Mukanya sedikit kesal, begitulah ekspresi Parjo kepada Paijo. Setiap kali mendengar nama Sutijah, senantiasa Parjo menghindar. Bahkan pernah suatu waktu, berlagak sok tak kenal. Padahal ia perempuan yang ia taksir. Walaupun pada akhirnya, enol persen. Tak sesuai ekspetasi yang ia gadang-gadang selama dua bulan pendekatan bersama Sutijah.
“Sudahlah,
saya tak menggubrisnya. Sudah tak ada lagi ikatan tentang dia,” sentak Parjo
dengan lantang. Sesekali ia senyum, tangannya mengelus dahi.
“Payah
kau ini, tinggal tembak, Jo. Dooorrrr!!”
Paijo tak berhenti menggoda Parjo. Terutama Sutijah. Bisa dibilang Sutijah dan Paijo itu teman akrab. Kalau ada masalah, keduanya kerap bertukar cerita. Tak jarang Paijo mampir ke kontrakan Sutijah. Antara Sutijah dan Parjo memang pernah dekat. Seratus persen mereka saling menyukai. Kata Paijo kepada teman-temannya, Parjo sendiri yang memulai kisah asmara tersebut. Harapan Paijo sebelumnya begitu besar. Bagai seorang anak membalas kebaikan sang ayah. Meski sekarang tak jelas arah hubungan mereka berdua, namun Paijo berharap temannya tersebut saling menggenapi. Sebagai orang yang dekat, bahkan Parjo sendiri menyebut Paijo sebagai kawan satu-satunya, sudah menjadi kewajiban dan rutinitas untuk Paijo membimbing teman koplak semacam Parjo.

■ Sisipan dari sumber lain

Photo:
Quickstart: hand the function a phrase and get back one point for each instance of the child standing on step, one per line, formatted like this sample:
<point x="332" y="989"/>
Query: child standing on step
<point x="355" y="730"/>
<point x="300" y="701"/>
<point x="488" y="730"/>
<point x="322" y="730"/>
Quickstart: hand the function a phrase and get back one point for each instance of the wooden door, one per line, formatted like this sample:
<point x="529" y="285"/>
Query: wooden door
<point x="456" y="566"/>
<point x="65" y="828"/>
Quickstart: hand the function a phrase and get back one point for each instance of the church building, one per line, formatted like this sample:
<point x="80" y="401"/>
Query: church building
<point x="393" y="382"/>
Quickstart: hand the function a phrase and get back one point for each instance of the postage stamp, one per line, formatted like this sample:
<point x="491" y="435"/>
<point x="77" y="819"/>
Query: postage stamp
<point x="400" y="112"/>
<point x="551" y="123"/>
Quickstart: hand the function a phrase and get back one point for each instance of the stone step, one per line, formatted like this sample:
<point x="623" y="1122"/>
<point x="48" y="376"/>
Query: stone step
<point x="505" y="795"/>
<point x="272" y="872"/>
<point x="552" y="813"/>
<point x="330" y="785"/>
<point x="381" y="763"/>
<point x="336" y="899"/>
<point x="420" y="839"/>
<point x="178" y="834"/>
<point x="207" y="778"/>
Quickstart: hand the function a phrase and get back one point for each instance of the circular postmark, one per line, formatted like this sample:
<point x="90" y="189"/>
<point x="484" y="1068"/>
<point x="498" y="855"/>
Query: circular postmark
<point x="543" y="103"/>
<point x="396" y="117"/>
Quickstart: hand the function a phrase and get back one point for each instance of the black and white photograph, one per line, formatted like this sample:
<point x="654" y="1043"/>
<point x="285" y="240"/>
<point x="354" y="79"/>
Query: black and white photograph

Berbekal ilmu dan pemikiran yang acapkali menyejukkan, kalau dapat disejajarkan, macam ceramah ustad jefri, Paijo mengurus si Parjo, teman-temannya juga.
“Kopinya
habis, gelasnya mungkin bocor,” tangan Parjo mengangkat gelas.
“Coorrrr..
tuh masih nyala dispensernya,” isyaratnya jelas.
“Kamu
haus atau apa?”
“Begitulah
saya ngopi,” cengar-cengir tanpa dosa. Menggarukkan kepalanya. Paijo
senyum-senyum sendiri. Bagaimana Paijo bertingkah, tak mengherankan Parjo bisa
sedekat itu dengan Paijo. Orang baik bertemu orang baik. Pokoknya kurang lebih
begitu peribahasanya. Kopi hitam siap disrutup. Kali ini terasa hangat, lidah
Paijo menjulur keluar.
“Cuk..
enak!” Paijo memberikan jempol kirinya pada Parjo.
“Wes
tahu, sopo sek seng nggawe.”
“Alahhh!”
“Gulanya
dikira-kira, jangan asal nyemplung.”
“Karepmulah...,”
Keseharian mereka seperti itu. Ngopi dan
ngopi. Merokok tanpa ada yang melarang, kalau habis bergiliran siapa yang beli.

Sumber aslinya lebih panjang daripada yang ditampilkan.